Although the exact etiology remains unknown, melanoma is postulated to be a disease caused partially by ultraviolet (UV) radiation, with a higher incidence in whites and on sun-exposed sites. ALM, however, appears disproportionately in African Americans, Asians, and Hispanics, and no consistent results show a correlation with UV exposure.1-3 ALM exhibits increased expression of KIT, a tyrosine kinase receptor, and fewer BRAF kinase mutations than are seen in other cutaneous melanomas, indicating genetic risk factors.4

Compared with other subtypes, a higher proportion of ALMs are diagnosed at a later stage due to their unusual locations and visual similarity to benign lesions. This may explain the increased mortality associated with this cancer subtype.3

One-third1 to one-half3 of ALM cases are initially misdiagnosed as benign lesions, such as verrucae, ulcers, hematomas, or fungal infections. Some may present as chronic wounds or dysplastic nevi, and dermoscopy is helpful for differentiation.5,6 Like other melanomas, ALM can present classically as pigmented or mottled macules, or papules with irregular borders. Benign acral nevi share some features with ALM but are usually symmetric, light brown, and uniform, with clear borders. Some ALMs become amelanotic, with red-pink coloration and are easily missed, especially on plantar surfaces. Advanced tumors can form large, exophytic, friable nodules. Many lesions are associated with pain, bleeding, or itching.7

Melanonychia, a black-brown pigmentation in the nail plate, is an important characteristic seen in two-thirds of subungual melanomas but is also seen in benign conditions (eg, trauma, onychomycosis, paronychia). If the streak extends onto the nail fold, it is called Hutchinson sign.
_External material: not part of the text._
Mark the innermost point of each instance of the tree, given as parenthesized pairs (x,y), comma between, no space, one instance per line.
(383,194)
Important diagnoses to consider include Bowen disease and drug-induced nail pigmentation, which can be ruled out based on patient history, dermoscopy, or biopsy, if necessary.1,3,7

 

Early diagnosis is essential for survival. Educating patients about the “ABCDEs” of melanoma (asymmetrical shape, border, color, diameter, evolution) is as important as looking for changes in color, shape, or size of skin lesions on sun-exposed and protected skin. Another mnemonic, “EFG,” stands for elevated, firm, or growing, and accounts for amelanotic or nodular melanomas. Surrounding erythema or inflammation should also increase suspicion, as well as individual nevi that are distinct from surrounding ones.1

Dermoscopy aids the diagnosis of melanoma and involves a two-step algorithm. First, a lesion is considered melanotic in origin if it contains a pigment network, streaks, aggregated globules, homogeneous blue pigment, or parallel pattern (seen in acral lesions). Once the lesion is deemed melanocytic, it must be determined if it is benign nevi or melanoma.1,5 Accentuated pigmentation on the ridges in a parallel pattern is a finding specific to ALM.5 Other dermoscopic signs of ALM are irregular diffuse pigmentation or irregular lines within pigmented nail lesions. Amelanotic ALM exhibits remnants of pigmentation and heterogeneous vascular patterns. Recognition of these dermoscopic patterns can help identify early disease.6

Excisional biopsy is the gold standard for diagnosis. Incisional biopsies are acceptable with lesions in the facial or acral regions, those with low clinical suspicion, or those that are very large but may not show the full Breslow depth.7,8 Histologically, ALM possesses an asymmetric proliferation of single melanocytes at the dermal-epidermal junction and atypical melanocytes in the hyperplastic epidermis. Single, pleomorphic melanocytes with enlarged nuclei and dendritic processes predominate. In contrast, benign nevi are composed mainly of nested melanocytes. In late stages of disease, pagetoid migration is visible. Deep dermal mitoses and frequent skip areas within the tumor are also features of ALM.1,7 Prognostic markers include Breslow thickness, Clark level, ulceration, dermal mitoses, sentinel lymph node positivity, and signs of intravascular or neural involvement.2,4,7

Surgical excision of the primary neoplasm is the only curative procedure. The goals are to achieve histologically negative margins and prevent local recurrence. For tumors <1 mm thick, 1-cm surgical margins are sufficient. Tumors that are 1 to 2 mm thick require surgical margins of 1 to 2 cm. For tumors >2 mm, 2-cm margins are recommended with sentinel lymph node biopsy (SLNB) in all tumors >1 mm thick.4,8 Amputation of the toes or fingers may be indicated in cases of subungual ALM. Lesions >4 mm thick are difficult to manage and often require adjuvant high-dose interferon therapy. Other adjuvant therapies for patients at high risk of recurrence or metastases include radiation and tyrosine kinase inhibitors. Once diagnosis has been confirmed, a full staging workup is necessary.8

In our case, an incisional biopsy of the patient’s neoplasm confirmed the diagnosis of ALM >4 mm thick. The lesion was surgically removed with clean margins down to the muscle, necessitating a graft. SLNB results came back positive, and the patient was referred to oncology for further treatment.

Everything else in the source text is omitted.